Emerald’s lead product candidate, EHP-101, shows potential disease-modifying capabilities in multiple sclerosis, further supporting advancement into Phase II clinical development
SAN DIEGO, CA, Feb. 27, 2020 (GLOBE NEWSWIRE) -- Emerald Health Pharmaceuticals Inc. (EHP), a clinical-stage pharmaceutical company developing medicines based on cannabinoid science, presents new clinical and preclinical data on its lead oral product candidate, EHP-101, at the ACTRIMS Forum 2020, a prestigious scientific conference focused on multiple sclerosis (MS), in West Palm Beach, Florida, February 27-29, 2020.
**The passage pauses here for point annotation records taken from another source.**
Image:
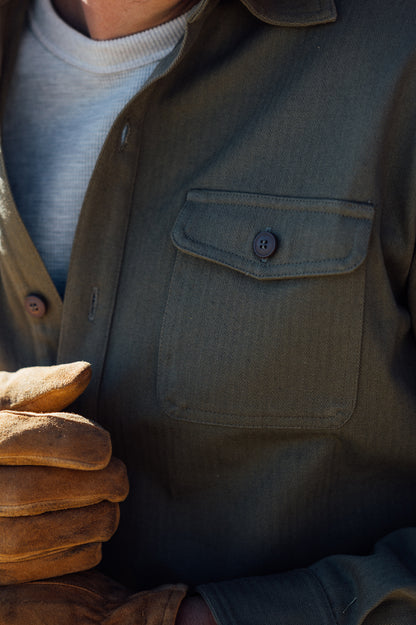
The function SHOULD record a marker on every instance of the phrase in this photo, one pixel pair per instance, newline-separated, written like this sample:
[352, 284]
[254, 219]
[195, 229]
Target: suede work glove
[87, 599]
[59, 485]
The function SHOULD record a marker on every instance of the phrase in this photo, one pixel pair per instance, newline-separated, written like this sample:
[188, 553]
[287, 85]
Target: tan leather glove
[59, 486]
[87, 598]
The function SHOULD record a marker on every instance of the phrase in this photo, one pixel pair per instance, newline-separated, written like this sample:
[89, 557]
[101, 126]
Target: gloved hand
[59, 486]
[87, 598]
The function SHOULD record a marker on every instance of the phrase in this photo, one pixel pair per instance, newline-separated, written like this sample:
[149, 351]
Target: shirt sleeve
[374, 589]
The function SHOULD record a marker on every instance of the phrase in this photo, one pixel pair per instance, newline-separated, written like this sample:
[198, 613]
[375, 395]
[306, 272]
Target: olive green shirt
[265, 406]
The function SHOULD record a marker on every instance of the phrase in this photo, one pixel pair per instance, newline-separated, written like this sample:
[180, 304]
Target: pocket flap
[314, 236]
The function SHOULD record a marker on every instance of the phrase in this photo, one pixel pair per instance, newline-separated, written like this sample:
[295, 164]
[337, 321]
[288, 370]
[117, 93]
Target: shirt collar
[286, 12]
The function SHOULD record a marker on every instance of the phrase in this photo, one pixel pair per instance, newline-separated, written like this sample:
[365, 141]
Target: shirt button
[264, 244]
[35, 305]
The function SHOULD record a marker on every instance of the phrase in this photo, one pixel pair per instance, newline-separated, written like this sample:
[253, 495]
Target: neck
[110, 19]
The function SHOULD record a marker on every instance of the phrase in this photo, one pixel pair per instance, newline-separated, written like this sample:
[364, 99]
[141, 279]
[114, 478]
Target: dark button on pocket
[264, 244]
[35, 305]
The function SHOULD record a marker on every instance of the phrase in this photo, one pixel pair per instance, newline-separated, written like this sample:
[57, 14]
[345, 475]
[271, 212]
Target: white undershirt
[66, 92]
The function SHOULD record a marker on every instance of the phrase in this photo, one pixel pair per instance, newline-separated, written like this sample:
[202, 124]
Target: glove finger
[80, 598]
[43, 389]
[54, 439]
[153, 607]
[34, 490]
[23, 538]
[51, 565]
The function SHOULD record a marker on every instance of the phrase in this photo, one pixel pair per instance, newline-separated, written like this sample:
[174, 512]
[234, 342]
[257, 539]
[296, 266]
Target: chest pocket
[259, 338]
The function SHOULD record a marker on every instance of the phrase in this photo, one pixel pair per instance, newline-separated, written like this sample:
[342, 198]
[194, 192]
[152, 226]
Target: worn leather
[87, 598]
[59, 484]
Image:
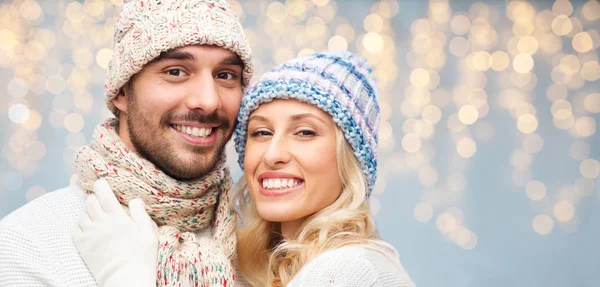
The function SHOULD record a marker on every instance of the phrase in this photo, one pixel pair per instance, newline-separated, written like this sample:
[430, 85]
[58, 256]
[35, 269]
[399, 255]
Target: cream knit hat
[146, 28]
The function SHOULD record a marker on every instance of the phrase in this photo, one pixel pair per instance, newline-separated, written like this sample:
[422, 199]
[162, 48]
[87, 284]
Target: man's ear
[120, 101]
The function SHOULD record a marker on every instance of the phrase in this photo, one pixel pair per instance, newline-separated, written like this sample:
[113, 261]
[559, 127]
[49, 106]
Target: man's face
[179, 111]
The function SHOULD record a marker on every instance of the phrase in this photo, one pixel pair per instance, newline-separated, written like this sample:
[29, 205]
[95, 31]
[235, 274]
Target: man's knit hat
[146, 28]
[338, 83]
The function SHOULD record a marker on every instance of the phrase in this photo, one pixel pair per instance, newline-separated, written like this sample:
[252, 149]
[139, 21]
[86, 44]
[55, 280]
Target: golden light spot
[557, 92]
[564, 211]
[582, 42]
[590, 71]
[411, 143]
[562, 7]
[460, 24]
[74, 122]
[466, 147]
[35, 51]
[30, 10]
[523, 63]
[423, 212]
[585, 126]
[591, 10]
[481, 61]
[468, 114]
[373, 42]
[75, 12]
[527, 123]
[500, 61]
[561, 74]
[562, 25]
[543, 20]
[564, 124]
[535, 190]
[296, 8]
[561, 109]
[592, 103]
[459, 46]
[277, 12]
[550, 44]
[543, 224]
[337, 43]
[419, 77]
[446, 222]
[373, 23]
[589, 168]
[523, 27]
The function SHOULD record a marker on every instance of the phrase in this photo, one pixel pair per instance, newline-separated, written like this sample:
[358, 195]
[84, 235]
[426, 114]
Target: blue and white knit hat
[338, 83]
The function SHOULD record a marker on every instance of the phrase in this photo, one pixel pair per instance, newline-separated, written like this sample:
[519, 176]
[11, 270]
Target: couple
[155, 205]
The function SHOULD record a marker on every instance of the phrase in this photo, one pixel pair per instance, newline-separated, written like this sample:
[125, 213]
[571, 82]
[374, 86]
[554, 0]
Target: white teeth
[274, 183]
[194, 131]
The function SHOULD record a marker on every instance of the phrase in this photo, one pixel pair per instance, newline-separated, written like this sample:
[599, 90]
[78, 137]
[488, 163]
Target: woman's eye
[176, 72]
[226, 76]
[306, 133]
[260, 134]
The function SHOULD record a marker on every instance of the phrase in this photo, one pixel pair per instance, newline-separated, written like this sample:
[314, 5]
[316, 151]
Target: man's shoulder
[56, 208]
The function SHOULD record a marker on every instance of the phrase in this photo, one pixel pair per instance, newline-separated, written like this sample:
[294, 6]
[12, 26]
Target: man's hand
[119, 249]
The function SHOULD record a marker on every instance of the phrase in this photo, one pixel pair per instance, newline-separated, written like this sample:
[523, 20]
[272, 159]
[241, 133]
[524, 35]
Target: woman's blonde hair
[266, 259]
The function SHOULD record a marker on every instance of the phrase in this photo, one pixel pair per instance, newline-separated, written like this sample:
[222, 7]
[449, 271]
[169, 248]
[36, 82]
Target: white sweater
[36, 248]
[353, 266]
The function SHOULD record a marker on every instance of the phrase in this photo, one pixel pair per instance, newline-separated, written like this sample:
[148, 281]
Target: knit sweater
[353, 266]
[36, 247]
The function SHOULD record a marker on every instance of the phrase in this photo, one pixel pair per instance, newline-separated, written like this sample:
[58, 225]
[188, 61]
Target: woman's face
[290, 163]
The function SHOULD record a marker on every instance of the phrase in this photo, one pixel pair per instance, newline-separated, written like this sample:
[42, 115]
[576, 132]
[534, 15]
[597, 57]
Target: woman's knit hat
[147, 28]
[338, 83]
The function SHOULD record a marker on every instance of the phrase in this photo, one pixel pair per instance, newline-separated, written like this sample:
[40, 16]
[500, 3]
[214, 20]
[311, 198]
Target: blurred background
[489, 171]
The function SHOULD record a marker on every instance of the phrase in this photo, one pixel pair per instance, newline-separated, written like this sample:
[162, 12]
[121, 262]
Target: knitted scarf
[179, 209]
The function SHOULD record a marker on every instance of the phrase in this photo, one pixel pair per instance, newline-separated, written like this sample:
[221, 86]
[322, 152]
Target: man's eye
[176, 73]
[226, 76]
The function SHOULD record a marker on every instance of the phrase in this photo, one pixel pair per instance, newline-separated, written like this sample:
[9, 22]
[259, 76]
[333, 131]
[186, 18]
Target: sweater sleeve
[352, 266]
[22, 262]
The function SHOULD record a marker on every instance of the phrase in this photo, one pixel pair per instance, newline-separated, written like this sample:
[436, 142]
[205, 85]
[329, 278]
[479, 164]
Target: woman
[307, 141]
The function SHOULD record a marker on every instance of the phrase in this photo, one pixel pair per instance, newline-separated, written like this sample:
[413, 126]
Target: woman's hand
[119, 249]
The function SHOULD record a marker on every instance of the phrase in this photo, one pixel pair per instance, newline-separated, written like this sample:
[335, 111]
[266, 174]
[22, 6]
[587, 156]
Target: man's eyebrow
[257, 118]
[233, 60]
[173, 55]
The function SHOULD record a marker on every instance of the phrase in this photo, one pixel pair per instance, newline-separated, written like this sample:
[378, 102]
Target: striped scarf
[179, 209]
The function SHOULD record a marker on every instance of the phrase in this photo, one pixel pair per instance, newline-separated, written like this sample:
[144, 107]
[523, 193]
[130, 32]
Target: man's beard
[149, 141]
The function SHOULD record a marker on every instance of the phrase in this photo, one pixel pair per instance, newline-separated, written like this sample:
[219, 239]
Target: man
[174, 85]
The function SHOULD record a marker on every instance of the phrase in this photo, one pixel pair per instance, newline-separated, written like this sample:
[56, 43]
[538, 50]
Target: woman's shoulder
[354, 265]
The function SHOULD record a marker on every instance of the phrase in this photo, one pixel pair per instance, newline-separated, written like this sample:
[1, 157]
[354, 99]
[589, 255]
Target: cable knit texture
[37, 249]
[353, 266]
[178, 207]
[339, 83]
[146, 28]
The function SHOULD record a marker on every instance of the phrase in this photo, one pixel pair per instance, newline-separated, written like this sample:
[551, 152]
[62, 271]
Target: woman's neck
[289, 228]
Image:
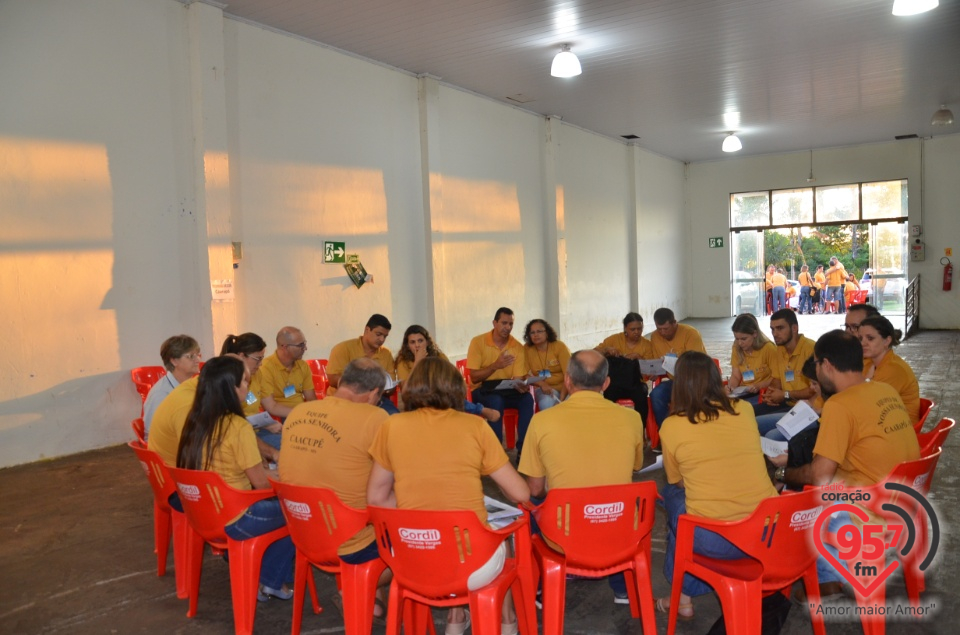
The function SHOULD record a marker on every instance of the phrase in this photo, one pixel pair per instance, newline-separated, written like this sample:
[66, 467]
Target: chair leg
[161, 536]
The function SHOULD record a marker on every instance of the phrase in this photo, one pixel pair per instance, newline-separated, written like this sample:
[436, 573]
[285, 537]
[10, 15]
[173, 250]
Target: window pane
[885, 200]
[792, 207]
[837, 203]
[751, 209]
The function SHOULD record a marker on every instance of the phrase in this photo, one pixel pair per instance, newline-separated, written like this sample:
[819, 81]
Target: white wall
[710, 184]
[138, 139]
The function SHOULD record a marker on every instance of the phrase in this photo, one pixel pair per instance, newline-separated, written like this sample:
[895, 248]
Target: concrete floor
[66, 569]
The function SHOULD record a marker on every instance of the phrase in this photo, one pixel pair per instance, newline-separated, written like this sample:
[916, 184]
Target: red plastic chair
[776, 536]
[925, 407]
[601, 530]
[319, 523]
[933, 440]
[433, 553]
[318, 367]
[210, 504]
[167, 522]
[138, 429]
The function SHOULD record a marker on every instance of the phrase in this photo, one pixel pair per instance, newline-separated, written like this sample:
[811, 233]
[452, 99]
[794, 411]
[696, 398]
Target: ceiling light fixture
[913, 7]
[731, 143]
[565, 64]
[943, 117]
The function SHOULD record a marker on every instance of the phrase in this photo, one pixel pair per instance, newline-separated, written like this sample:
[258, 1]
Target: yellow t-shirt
[437, 458]
[618, 341]
[404, 368]
[763, 363]
[483, 352]
[583, 442]
[554, 360]
[274, 378]
[345, 352]
[791, 365]
[686, 339]
[894, 371]
[867, 431]
[326, 444]
[237, 453]
[720, 463]
[168, 421]
[836, 277]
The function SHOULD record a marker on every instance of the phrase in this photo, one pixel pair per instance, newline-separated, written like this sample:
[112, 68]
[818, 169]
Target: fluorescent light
[731, 143]
[913, 7]
[565, 64]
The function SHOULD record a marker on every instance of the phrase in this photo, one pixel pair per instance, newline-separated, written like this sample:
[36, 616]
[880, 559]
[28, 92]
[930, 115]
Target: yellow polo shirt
[345, 352]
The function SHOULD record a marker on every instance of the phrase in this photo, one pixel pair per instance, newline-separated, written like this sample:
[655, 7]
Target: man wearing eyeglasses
[285, 379]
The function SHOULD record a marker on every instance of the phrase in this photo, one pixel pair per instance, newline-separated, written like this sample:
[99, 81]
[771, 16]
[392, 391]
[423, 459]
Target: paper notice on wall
[222, 290]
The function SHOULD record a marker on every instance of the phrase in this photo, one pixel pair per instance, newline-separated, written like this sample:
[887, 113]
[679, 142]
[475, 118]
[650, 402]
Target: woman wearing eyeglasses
[880, 363]
[547, 358]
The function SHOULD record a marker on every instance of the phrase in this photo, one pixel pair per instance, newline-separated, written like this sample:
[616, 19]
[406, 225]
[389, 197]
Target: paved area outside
[77, 541]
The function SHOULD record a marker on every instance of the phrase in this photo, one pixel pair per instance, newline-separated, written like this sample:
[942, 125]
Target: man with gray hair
[585, 441]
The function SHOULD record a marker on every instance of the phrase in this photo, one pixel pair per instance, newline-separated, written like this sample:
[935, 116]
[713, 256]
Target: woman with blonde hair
[754, 360]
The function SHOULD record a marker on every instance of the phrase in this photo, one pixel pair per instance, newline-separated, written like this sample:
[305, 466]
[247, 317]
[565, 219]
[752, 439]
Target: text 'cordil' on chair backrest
[433, 553]
[318, 521]
[598, 526]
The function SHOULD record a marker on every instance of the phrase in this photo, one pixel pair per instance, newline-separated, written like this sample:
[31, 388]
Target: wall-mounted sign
[333, 252]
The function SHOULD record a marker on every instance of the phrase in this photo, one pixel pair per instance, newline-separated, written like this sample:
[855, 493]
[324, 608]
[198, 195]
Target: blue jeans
[806, 304]
[779, 299]
[544, 400]
[276, 568]
[705, 542]
[499, 400]
[660, 400]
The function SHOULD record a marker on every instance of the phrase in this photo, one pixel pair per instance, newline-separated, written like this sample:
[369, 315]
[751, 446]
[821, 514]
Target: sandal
[663, 606]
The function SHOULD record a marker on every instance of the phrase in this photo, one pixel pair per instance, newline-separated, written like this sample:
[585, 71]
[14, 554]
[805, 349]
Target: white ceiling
[800, 73]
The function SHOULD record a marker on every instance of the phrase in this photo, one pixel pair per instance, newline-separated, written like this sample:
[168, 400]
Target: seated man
[619, 349]
[285, 381]
[865, 432]
[584, 441]
[326, 443]
[493, 357]
[669, 340]
[369, 345]
[181, 358]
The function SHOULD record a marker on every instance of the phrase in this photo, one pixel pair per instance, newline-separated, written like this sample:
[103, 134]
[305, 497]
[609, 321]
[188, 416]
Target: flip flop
[663, 606]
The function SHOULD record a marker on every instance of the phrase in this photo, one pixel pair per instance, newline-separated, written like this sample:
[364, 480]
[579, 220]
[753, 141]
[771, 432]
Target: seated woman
[880, 363]
[547, 357]
[218, 438]
[754, 359]
[432, 455]
[418, 345]
[713, 464]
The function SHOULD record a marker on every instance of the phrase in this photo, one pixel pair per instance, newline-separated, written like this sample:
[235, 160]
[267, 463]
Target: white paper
[499, 514]
[797, 420]
[651, 367]
[773, 448]
[656, 465]
[670, 363]
[261, 419]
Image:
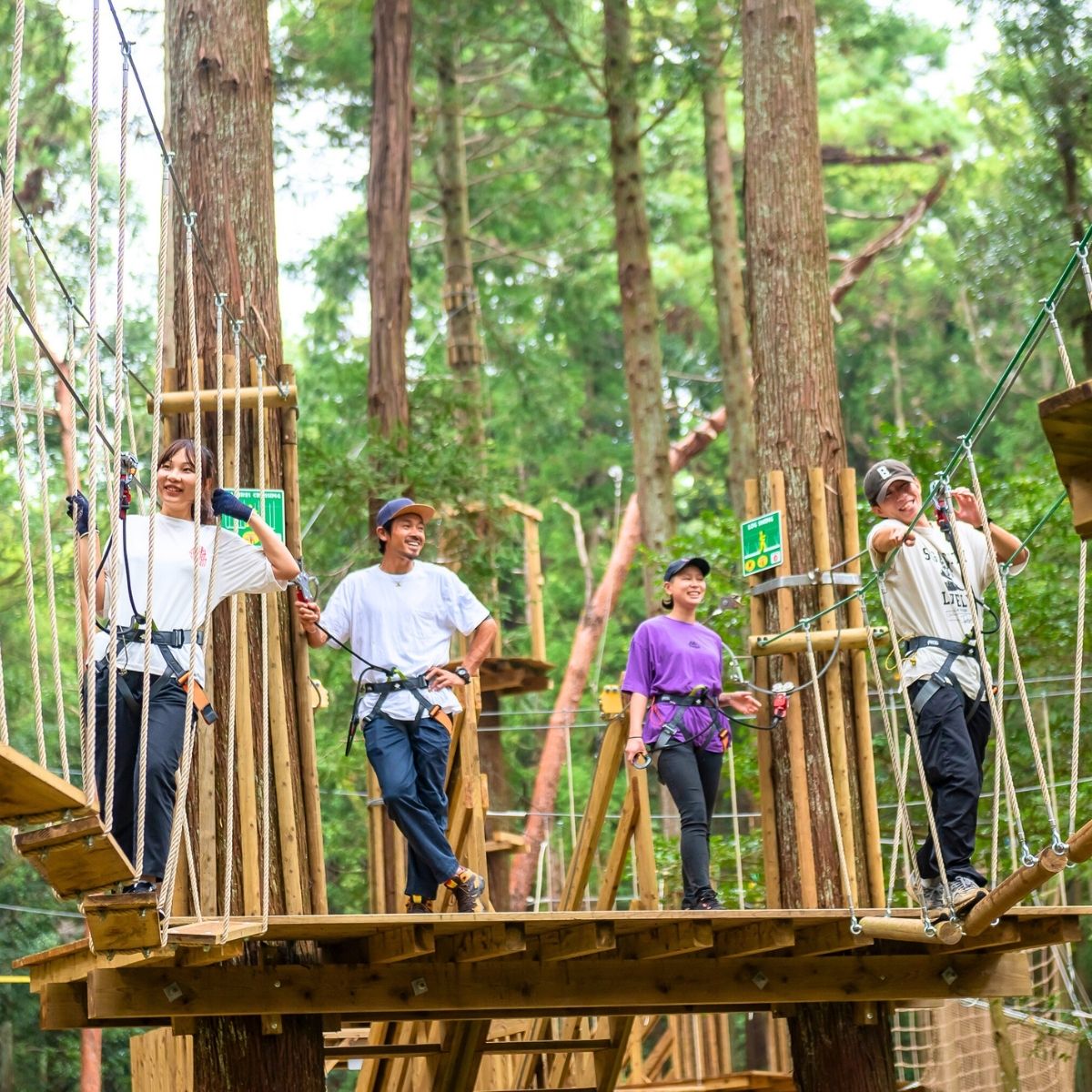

In the Phase I study, EHP-101 was well tolerated, with plasma concentrations within the anticipated therapeutic dose range, and preliminary biomarker analyses indicating drug-related effects on various physiological functions that support its novel multi-pronged mechanism of action. New preclinical data also demonstrated the ability of EHP-101 to promote the remyelination of nerve cells in the brain.
“The profile of EHP-101 observed in our large first-in-human study is consistent with the extensive preclinical data we have generated to date,” said Jim DeMesa, MD, Chief Executive Officer of EHP. “This Phase I study, along with the remyelination of axons demonstrated in our nonclinical studies, provides the rationale for us to advance EHP-101 into Phase II development for people living with MS. We have already initiated a Phase IIa study of EHP-101 for systemic sclerosis.”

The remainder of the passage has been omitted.